Keynote Speaker

Esha Choukse

Esha Choukse

Principal Researcher, Azure Research — Systems (AzRS), Microsoft

From Models to Systems: Scaling Agentic and Multimodal AI through Cross-Stack Co-Optimization

Abstract

Recent advances in AI agents and multimodal foundation models are reshaping how intelligent systems perceive, reason, and act. Yet translating these capabilities into practical deployments, particularly in real-time, interactive, and resource-constrained environments requires rethinking the traditional boundaries between machine learning models and computer systems. In this talk, I will present a cross-layer perspective on building next-generation AI systems, drawing on our recent work spanning scalable and reliable agentic workflows as well as real-time multimodal generation. Across these efforts, a recurring theme emerges: system performance is no longer determined solely by hardware efficiency or model quality in isolation, but by joint optimization across models, runtimes, compilers, and hardware platforms.

I argue that the next frontier in systems design lies in treating accuracy itself as a first-class systems knob—one that can be dynamically traded for latency, throughput, cost, and energy in principled ways. This shift requires new abstractions for reasoning about uncertainty, adaptive execution strategies, and scheduling mechanisms that co-optimize model behavior and system resources. I will highlight key challenges and opportunities at this intersection for the systems community.

Bio

Esha Choukse is a Principal Researcher in the Azure Research — Systems (AzRS) group at Microsoft. Her research focuses on efficient and sustainable AI across the computing stack, spanning AI platforms, hardware, and datacenter-scale infrastructure. She is a recipient of the ACM SIGMICRO Early Career Award for foundational contributions to hardware memory compression and to sustainable and efficient datacenter systems. Her papers have received three IEEE Micro Top Picks and an HPCA Best Paper Award. Several of her projects, including Splitwise and power stabilization in AI training datacenters, have had far-reaching impact on the research community and are deployed broadly across industry.
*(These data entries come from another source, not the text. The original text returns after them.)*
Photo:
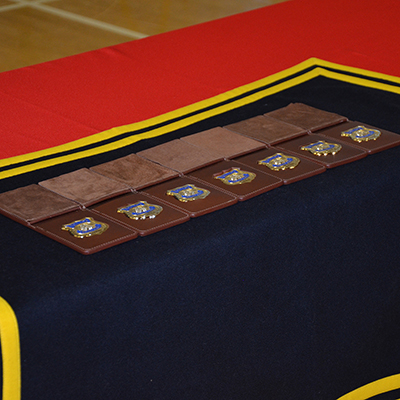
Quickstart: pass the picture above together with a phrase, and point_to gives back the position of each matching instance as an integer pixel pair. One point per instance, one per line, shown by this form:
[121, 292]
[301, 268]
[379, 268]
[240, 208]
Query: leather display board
[346, 154]
[33, 203]
[180, 156]
[168, 217]
[216, 200]
[304, 169]
[224, 142]
[115, 234]
[135, 171]
[85, 186]
[306, 117]
[385, 141]
[261, 182]
[267, 130]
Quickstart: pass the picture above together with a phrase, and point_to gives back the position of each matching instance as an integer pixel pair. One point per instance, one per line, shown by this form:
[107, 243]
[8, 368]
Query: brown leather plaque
[142, 218]
[267, 130]
[263, 160]
[180, 156]
[85, 186]
[345, 155]
[368, 138]
[224, 142]
[306, 117]
[33, 203]
[215, 200]
[238, 180]
[113, 235]
[135, 171]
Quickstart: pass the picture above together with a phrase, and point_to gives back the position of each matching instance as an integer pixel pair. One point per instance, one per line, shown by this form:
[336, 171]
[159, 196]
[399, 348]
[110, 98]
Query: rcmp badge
[280, 162]
[140, 210]
[235, 176]
[362, 134]
[188, 193]
[85, 228]
[322, 148]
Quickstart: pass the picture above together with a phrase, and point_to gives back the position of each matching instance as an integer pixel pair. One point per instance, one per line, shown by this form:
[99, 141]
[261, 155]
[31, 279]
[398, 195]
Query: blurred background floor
[34, 31]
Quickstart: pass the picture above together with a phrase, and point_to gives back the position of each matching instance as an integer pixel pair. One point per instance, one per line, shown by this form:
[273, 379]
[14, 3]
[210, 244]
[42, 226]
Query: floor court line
[84, 20]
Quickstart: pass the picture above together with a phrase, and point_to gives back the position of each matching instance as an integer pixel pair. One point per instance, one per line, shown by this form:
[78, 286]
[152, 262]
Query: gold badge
[280, 162]
[361, 134]
[235, 176]
[85, 228]
[188, 193]
[322, 148]
[140, 210]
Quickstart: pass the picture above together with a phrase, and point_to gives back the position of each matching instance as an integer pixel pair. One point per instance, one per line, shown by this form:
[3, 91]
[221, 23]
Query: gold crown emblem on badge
[188, 193]
[280, 162]
[235, 176]
[85, 227]
[361, 134]
[322, 148]
[140, 210]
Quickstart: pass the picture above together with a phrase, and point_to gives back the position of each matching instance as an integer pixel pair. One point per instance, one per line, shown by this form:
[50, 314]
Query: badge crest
[322, 148]
[235, 176]
[140, 210]
[280, 162]
[85, 227]
[361, 134]
[188, 193]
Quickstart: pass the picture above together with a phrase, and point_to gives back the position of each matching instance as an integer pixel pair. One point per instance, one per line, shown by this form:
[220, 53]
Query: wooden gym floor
[34, 31]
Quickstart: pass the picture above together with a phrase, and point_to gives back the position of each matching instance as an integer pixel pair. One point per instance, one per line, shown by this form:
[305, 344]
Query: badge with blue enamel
[361, 134]
[235, 176]
[322, 148]
[85, 227]
[188, 193]
[140, 210]
[280, 162]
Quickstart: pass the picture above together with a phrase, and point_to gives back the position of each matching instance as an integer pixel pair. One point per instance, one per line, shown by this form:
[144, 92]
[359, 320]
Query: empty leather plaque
[304, 169]
[33, 203]
[345, 155]
[384, 141]
[113, 235]
[166, 218]
[180, 156]
[135, 171]
[215, 200]
[85, 186]
[306, 117]
[220, 176]
[267, 130]
[224, 142]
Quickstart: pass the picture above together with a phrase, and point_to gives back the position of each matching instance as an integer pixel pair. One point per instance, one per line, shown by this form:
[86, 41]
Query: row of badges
[127, 214]
[141, 210]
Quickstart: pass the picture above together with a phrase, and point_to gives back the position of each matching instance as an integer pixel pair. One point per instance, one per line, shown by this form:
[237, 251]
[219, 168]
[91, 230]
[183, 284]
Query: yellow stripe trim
[183, 122]
[113, 132]
[374, 389]
[9, 339]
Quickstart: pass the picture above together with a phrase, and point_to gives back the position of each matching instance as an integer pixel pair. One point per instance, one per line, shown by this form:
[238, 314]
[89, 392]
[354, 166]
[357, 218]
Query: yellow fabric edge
[9, 339]
[319, 71]
[374, 388]
[159, 131]
[110, 133]
[354, 70]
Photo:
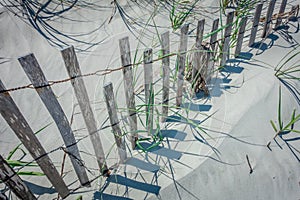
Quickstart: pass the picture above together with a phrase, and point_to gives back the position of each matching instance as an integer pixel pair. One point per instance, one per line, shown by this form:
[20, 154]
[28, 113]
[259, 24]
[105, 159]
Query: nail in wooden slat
[181, 63]
[38, 80]
[240, 36]
[267, 25]
[281, 11]
[128, 87]
[149, 91]
[12, 115]
[72, 66]
[14, 182]
[197, 64]
[226, 39]
[254, 28]
[165, 45]
[114, 121]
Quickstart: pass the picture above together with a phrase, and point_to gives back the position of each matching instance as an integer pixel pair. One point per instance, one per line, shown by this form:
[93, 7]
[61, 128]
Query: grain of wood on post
[14, 182]
[40, 83]
[72, 66]
[241, 34]
[181, 63]
[165, 46]
[254, 28]
[114, 121]
[128, 87]
[226, 39]
[149, 91]
[14, 118]
[268, 19]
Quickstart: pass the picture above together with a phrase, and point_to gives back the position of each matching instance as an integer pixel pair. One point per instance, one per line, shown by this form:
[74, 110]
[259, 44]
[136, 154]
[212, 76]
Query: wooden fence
[19, 125]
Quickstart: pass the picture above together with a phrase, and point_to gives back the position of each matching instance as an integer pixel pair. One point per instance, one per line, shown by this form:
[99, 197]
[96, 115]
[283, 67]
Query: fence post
[74, 72]
[268, 18]
[281, 10]
[128, 87]
[240, 36]
[165, 46]
[114, 121]
[42, 87]
[226, 39]
[14, 182]
[197, 58]
[12, 115]
[149, 91]
[254, 28]
[181, 62]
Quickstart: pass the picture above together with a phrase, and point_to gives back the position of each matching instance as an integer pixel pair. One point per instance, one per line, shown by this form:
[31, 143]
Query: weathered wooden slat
[114, 121]
[181, 63]
[14, 118]
[240, 38]
[226, 39]
[254, 28]
[281, 10]
[165, 46]
[267, 25]
[149, 91]
[197, 64]
[128, 87]
[14, 182]
[39, 81]
[72, 66]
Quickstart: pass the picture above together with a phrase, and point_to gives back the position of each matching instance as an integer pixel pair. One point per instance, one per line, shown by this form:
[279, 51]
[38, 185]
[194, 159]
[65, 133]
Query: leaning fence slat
[12, 115]
[181, 62]
[240, 36]
[254, 28]
[114, 121]
[149, 91]
[128, 87]
[39, 81]
[197, 64]
[74, 72]
[281, 11]
[14, 182]
[165, 46]
[226, 39]
[267, 25]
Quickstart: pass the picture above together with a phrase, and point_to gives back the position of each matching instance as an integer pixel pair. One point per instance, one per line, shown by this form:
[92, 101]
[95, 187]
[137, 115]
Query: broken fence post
[42, 87]
[254, 28]
[72, 66]
[226, 39]
[149, 91]
[12, 115]
[128, 87]
[165, 46]
[181, 57]
[114, 121]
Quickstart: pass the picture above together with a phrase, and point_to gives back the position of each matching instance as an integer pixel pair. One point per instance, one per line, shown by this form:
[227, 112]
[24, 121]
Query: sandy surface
[189, 164]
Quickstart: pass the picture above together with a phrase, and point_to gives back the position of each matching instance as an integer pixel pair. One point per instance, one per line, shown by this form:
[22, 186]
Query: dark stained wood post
[128, 87]
[165, 46]
[267, 25]
[226, 39]
[149, 91]
[181, 63]
[74, 72]
[42, 87]
[240, 38]
[254, 28]
[114, 121]
[14, 182]
[14, 118]
[281, 10]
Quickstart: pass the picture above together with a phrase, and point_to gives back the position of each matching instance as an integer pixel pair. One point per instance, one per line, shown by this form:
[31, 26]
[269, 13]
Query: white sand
[243, 104]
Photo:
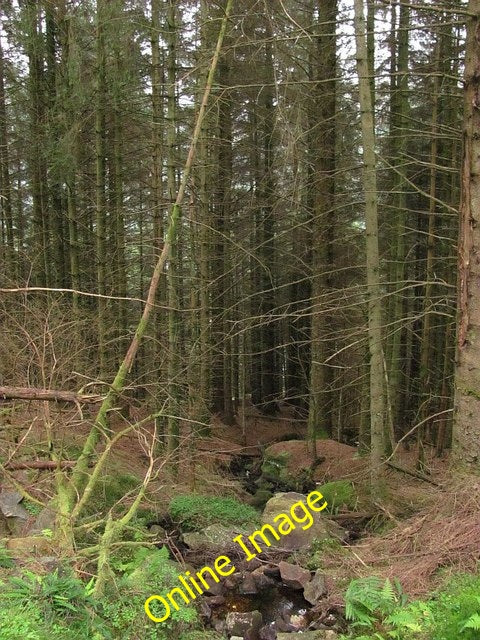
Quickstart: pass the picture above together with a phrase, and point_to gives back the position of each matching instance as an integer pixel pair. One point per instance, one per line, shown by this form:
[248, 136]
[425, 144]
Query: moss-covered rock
[277, 469]
[195, 512]
[340, 493]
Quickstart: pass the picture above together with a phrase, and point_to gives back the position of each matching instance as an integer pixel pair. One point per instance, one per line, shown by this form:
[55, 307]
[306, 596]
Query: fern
[473, 622]
[368, 596]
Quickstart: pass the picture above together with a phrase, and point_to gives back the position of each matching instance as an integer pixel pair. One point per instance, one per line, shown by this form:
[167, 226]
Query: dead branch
[414, 474]
[32, 393]
[40, 464]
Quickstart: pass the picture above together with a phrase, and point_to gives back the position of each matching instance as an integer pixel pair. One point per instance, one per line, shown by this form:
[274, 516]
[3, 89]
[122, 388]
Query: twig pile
[445, 534]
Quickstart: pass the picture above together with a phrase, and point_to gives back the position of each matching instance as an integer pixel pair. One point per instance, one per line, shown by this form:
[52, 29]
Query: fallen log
[414, 474]
[40, 464]
[32, 393]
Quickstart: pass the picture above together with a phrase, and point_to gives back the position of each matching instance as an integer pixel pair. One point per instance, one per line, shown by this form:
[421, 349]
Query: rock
[268, 633]
[9, 504]
[216, 538]
[158, 531]
[262, 581]
[298, 622]
[205, 611]
[51, 564]
[261, 497]
[14, 515]
[214, 588]
[316, 588]
[214, 601]
[30, 544]
[141, 575]
[309, 635]
[220, 626]
[44, 520]
[294, 576]
[229, 583]
[239, 624]
[339, 493]
[272, 571]
[248, 585]
[321, 529]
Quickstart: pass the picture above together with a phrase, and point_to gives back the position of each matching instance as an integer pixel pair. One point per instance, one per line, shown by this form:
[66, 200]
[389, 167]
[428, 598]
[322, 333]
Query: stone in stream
[248, 586]
[241, 624]
[262, 580]
[316, 588]
[294, 576]
[299, 538]
[215, 538]
[45, 520]
[309, 635]
[15, 515]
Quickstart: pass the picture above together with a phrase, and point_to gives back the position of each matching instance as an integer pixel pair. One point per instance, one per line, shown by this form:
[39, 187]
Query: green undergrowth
[379, 610]
[194, 512]
[59, 606]
[339, 493]
[275, 469]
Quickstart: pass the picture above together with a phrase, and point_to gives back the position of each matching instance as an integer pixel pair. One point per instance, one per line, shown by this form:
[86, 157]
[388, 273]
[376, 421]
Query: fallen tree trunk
[32, 393]
[40, 464]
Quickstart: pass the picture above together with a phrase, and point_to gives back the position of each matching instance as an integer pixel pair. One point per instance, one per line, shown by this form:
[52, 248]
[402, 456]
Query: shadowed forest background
[227, 226]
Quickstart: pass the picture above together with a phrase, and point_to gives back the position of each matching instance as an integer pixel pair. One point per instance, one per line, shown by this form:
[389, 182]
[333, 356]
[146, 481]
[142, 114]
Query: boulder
[216, 538]
[316, 588]
[248, 585]
[44, 520]
[293, 576]
[241, 624]
[14, 514]
[309, 635]
[262, 581]
[21, 547]
[158, 531]
[321, 529]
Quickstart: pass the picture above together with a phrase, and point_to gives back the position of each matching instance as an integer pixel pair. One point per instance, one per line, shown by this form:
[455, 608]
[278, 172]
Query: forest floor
[420, 528]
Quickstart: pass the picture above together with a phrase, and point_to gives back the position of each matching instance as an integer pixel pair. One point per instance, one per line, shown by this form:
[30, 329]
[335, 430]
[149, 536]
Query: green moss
[109, 490]
[275, 469]
[471, 392]
[194, 512]
[339, 493]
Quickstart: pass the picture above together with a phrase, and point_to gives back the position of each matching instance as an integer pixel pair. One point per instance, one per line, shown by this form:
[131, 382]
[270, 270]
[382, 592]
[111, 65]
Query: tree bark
[33, 393]
[466, 435]
[377, 400]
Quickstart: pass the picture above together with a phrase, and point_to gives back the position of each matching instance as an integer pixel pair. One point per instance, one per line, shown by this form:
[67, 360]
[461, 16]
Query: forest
[239, 268]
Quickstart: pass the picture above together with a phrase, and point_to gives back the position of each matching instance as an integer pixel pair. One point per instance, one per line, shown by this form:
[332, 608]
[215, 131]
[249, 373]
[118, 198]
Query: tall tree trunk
[322, 125]
[399, 108]
[11, 265]
[174, 266]
[466, 436]
[37, 167]
[100, 210]
[377, 400]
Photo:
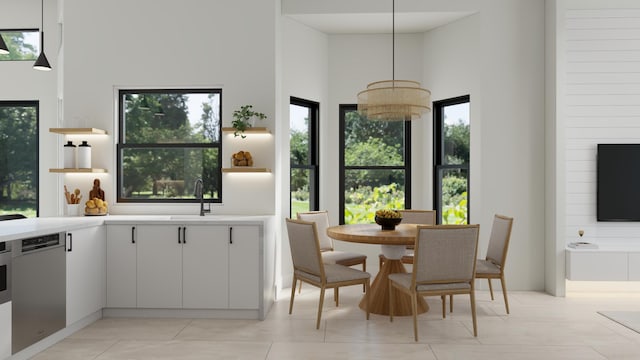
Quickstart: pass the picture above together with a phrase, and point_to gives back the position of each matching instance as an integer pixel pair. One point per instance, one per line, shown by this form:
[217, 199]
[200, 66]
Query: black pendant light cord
[42, 26]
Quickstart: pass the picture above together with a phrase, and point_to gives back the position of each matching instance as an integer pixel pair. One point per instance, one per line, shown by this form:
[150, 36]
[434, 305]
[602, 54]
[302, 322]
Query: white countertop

Esha received her Ph.D. from The University of Texas at Austin in 2019 and has published extensively in leading venues including ISCA, ASPLOS, MICRO, HPCA, NSDI, and SC.

Program

13:30–13:45
Introductions
13:45–14:30
Invited Talk Esha Choukse, Azure Research
Session 1: Multimodal Agents: From Perception to Action
14:30–14:50
Characterizing VLA Models: Identifying the Action Generation Bottleneck for Edge AI Architectures Manoj Vishwanathan (Purdue University), Suvinay Subramanian (Google), Anand Raghunathan (Purdue University)
14:50–15:10
Hybrid Reflection for Efficient VLM Deployment in GUI Agents Mingxuan Yang, Qingwen Li, Kai Lv, Hongwei Tang, Xuehai Hong (University of Chinese Academy of Sciences)
15:10–15:30
AI Coding Agents Need Better Compiler Remarks Akash Deo (Northwestern University), Simone Campanoni (Northwestern University and Google), Tommy McMichen (Northwestern University)
15:30–16:00
☕ Coffee Break
Session 2: Reliable Agent Systems
16:00–16:20
Forge: Rethinking the Agent-System Interface Layer for Building Reliable LLM Agents Kevin Song, Anand Jayarajan (University of Toronto), Yaoyao Ding (University of Toronto, Vector Institute), Qidong Su, Zhanda Zhu, Sihang Liu, Gennady Pekhimenko (University of Toronto and NVIDIA)
16:20–16:40
ACRFence: Preventing Semantic Rollback Attacks in Agent Checkpoint-Restore Yusheng Zheng, Yiwei Yang (UC Santa Cruz), Wei Zhang (University of Connecticut), Andi Quinn (UC Santa Cruz)
Session 3: GenAI Systems and Hardware Co-Design
16:40–17:00
Unleashing GPU Resource Management with the LithOS Operating System Patrick H. Coppock, Eliot H. Solomon, Vasilis Kypriotis, Todd C. Mowry, Dimitrios Skarlatos (Carnegie Mellon University)
17:20–17:40
AI-Driven Hardware-Aware Co-Design for Multi-Chip Inference Suyeol Lee, Gyunghee Park (FuriosaAI)
17:40–18:00
AccelOpt: A Self-Improving LLM Agentic System for AI Accelerator Kernel Optimization Genghan Zhang (Stanford University), Shaowei Zhu (Amazon Web Services), Anjiang Wei (Stanford University), Zhenyu Song, Allen Nie (Amazon), Zhen Jia (Amazon Web Services), Nandita Vijaykumar (University of Toronto), Yida Wang (Amazon), Kunle Olukotun (Stanford)

Post-Workshop

A post-workshop summary paper capturing insights and challenges discussed during the event will be released publicly on arXiv or ACM Digital Library for open access.